2. Chia seeds are sound — until they organise a coup in your intestines

Chia seeds are the gateway drug to fibremaxxing. 

They’re everywhere — sprinkled into smoothies, yoghurts, overnight puddings, and in every second influencer’s “gut-friendly brekkie bowl”.

They’re small, flavourless, packed with omega-3s, and they expand into a weird jelly substance when wet — like frogspawn with a marketing budget. 

The Aztecs believed they were sacred. I believed I was invincible. I was wrong.

Now I treat chia seeds with respect. Two teaspoons into yoghurt, leave them overnight in the fridge — lovely.

3. Your Irish schedule is not fibremaxxing-friendly

You can’t just cram your body full of lentils and expect your life to remain unchanged. 

Fibre moves things, quickly, and not always at a time of your choosing.

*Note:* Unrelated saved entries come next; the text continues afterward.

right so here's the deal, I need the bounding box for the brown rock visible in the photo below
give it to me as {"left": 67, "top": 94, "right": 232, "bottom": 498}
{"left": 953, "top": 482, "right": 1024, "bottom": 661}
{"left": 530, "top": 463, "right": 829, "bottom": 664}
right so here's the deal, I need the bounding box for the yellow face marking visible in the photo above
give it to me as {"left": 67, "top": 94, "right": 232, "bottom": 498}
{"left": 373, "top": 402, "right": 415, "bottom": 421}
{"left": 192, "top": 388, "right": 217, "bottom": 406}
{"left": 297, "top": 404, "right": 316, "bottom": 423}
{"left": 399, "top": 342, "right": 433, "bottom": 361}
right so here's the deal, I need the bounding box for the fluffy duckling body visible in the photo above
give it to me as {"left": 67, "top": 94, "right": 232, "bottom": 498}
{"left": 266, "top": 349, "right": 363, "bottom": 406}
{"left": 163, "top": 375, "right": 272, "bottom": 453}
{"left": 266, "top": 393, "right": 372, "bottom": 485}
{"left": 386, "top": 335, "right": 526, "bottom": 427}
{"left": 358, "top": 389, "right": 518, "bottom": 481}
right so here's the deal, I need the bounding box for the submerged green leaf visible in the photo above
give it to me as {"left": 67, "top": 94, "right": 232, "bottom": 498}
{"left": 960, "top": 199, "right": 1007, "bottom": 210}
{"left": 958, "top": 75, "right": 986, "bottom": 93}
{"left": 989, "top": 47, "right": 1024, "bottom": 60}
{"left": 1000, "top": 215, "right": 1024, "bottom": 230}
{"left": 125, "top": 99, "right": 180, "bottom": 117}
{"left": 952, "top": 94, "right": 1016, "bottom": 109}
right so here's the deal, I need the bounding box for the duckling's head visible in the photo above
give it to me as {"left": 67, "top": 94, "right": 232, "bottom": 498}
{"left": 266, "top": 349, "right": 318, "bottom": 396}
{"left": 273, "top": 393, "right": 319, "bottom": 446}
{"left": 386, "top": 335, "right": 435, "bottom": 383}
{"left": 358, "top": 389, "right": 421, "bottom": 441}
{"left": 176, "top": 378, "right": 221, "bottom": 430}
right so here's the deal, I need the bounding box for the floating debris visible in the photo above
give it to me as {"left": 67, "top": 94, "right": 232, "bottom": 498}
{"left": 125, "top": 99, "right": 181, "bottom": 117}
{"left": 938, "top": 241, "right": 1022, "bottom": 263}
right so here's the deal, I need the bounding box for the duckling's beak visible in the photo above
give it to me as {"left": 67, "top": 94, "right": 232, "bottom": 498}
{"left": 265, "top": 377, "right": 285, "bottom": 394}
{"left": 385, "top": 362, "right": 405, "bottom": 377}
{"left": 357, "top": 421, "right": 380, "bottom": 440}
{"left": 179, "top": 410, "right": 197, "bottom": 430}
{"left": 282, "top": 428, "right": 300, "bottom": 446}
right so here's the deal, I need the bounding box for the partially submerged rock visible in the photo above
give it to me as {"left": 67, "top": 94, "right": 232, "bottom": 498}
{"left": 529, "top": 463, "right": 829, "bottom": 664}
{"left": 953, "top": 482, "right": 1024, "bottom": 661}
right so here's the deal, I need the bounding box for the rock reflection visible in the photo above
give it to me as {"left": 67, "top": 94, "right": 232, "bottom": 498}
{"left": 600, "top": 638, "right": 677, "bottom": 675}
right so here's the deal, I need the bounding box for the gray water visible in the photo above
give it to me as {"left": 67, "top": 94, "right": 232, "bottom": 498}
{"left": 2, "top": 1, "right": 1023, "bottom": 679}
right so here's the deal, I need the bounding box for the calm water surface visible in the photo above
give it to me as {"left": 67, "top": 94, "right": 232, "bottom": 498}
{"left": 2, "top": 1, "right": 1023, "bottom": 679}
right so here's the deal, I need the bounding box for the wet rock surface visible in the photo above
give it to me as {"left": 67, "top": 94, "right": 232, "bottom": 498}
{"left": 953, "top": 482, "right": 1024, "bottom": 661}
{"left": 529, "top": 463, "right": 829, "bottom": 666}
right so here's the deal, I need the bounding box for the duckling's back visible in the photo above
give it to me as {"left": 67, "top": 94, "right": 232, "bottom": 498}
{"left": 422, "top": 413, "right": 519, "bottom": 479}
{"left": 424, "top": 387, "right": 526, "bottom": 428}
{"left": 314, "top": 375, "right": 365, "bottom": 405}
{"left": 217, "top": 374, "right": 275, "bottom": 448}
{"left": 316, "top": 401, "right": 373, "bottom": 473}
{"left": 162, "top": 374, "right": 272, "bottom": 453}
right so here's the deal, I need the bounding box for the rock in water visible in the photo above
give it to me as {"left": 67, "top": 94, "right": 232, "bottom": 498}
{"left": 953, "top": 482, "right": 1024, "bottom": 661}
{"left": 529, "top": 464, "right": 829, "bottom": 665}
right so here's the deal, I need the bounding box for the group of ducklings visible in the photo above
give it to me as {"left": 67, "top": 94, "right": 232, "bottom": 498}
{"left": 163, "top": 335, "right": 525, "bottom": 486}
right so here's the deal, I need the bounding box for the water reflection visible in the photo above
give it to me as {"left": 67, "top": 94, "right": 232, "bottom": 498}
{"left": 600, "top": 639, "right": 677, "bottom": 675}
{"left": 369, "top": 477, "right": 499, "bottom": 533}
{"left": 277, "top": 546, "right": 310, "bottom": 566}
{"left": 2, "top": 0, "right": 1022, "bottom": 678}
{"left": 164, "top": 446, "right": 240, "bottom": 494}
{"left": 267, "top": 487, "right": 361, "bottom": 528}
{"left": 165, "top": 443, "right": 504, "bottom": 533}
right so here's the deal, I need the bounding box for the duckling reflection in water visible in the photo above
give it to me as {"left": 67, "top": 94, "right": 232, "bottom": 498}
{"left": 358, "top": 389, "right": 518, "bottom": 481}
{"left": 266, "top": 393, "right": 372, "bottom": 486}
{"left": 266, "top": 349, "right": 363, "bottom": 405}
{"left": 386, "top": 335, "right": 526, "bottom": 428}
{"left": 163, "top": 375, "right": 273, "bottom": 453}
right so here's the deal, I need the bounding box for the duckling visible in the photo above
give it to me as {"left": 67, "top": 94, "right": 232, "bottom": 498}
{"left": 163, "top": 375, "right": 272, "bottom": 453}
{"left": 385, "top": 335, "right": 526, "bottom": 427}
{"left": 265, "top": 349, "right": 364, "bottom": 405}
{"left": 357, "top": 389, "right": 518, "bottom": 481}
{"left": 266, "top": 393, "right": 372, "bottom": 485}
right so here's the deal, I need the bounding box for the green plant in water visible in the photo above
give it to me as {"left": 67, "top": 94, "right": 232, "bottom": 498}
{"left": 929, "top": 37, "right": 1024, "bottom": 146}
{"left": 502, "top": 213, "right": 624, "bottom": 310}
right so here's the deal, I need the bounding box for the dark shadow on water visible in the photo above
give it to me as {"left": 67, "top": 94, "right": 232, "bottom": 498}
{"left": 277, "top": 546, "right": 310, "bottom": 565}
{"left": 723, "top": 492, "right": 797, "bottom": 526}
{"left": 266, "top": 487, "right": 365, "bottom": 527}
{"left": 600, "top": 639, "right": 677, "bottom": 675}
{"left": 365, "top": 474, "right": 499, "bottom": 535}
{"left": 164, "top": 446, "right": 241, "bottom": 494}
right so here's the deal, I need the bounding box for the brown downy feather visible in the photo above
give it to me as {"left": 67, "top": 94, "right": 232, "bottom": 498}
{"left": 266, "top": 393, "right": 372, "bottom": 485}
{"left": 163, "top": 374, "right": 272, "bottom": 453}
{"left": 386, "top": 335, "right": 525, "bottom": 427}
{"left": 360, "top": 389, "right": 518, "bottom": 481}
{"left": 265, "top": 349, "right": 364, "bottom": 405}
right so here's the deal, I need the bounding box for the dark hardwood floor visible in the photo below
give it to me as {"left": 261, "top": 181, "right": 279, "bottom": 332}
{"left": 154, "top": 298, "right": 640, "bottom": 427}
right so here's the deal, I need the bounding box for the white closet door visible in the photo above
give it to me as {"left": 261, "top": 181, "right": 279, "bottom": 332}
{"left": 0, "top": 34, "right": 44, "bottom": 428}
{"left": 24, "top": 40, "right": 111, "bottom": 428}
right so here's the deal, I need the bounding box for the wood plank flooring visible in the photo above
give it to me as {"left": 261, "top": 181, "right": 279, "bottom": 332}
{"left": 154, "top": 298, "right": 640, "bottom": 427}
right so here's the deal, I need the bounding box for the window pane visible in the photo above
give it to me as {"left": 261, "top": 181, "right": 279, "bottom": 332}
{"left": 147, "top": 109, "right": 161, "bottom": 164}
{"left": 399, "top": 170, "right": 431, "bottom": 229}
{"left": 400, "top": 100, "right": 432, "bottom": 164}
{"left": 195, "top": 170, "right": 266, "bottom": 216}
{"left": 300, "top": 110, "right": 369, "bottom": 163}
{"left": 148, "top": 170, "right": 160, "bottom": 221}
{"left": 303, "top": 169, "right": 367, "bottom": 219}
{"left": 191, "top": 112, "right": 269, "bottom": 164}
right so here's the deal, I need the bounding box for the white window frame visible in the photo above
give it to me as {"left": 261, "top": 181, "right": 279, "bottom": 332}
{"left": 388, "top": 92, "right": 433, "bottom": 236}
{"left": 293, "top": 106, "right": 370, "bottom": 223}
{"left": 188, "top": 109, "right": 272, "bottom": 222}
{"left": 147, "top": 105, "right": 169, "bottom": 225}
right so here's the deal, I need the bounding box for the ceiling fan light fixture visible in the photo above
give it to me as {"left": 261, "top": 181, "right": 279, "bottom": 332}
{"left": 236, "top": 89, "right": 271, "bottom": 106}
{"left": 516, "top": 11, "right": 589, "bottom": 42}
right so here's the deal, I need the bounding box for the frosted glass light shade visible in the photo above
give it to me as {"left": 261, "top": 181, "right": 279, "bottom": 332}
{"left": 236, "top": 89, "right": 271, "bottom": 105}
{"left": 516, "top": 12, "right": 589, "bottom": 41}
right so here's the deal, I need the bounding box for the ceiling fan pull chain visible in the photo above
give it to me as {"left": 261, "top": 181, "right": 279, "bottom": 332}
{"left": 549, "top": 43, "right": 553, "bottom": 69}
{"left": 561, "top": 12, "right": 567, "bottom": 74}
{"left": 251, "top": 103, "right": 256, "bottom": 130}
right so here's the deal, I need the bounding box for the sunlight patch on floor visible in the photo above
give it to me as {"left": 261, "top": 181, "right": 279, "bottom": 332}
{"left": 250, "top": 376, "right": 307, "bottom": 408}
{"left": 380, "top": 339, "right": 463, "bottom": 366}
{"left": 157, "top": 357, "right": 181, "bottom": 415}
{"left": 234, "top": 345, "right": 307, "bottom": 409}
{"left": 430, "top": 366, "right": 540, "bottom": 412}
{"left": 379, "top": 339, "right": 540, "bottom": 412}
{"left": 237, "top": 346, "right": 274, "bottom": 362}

One of the key mistakes in fibremaxxing is timing. Social media makes it look effortless — they add a ‘gut shot’ to their morning routine, as if it were toothpaste. 

But if you try that without a carefully planned schedule and access to your own toilet, you’re dicing with danger.

Fibremaxxing should come with calendar alerts: “Do not attempt if you have: A funeral, a Zoom presentation, the school run, or a three-hour GAA match.”

Fibre respects no one’s plans and it certainly doesn’t care about the NCT queue.

4. Irish gut health was grand long before TikTok ruined it

We’ve always had fibre. We just didn’t have an app to tell us how smug we should feel about it. 

My mother’s kitchen was full of digestive dynamite — soda bread, stewed prunes, and cabbage that could dissolve concrete. 

We didn’t call it “prebiotic whole foods”, we just called it dinner.

5. You’ll become a digestive performance critic before you know it

This is the bit nobody warns you about: Once the fibre hits, your bathroom habits become a matter of personal triumph.

Not in an emotional sense, but in the way you feel you’ve achieved something the world should know about. 

You study your work. You analyse it. You develop opinions. Gross, yes, but here we are. And don’t shoot the messenger.

But like all wellness trends, it’s not the food that’s the problem. 

It’s the all-or-nothing mindset that leads people to drink three tablespoons of psyllium husk and then film themselves crying in a kimono.

Start slow. Listen to your gut — literally. Remember: If your new routine requires a map of Ireland, it might not be sustainable.

Fibre doesn’t need to be fancy, it just needs to work. And trust me — when it does, you’ll know.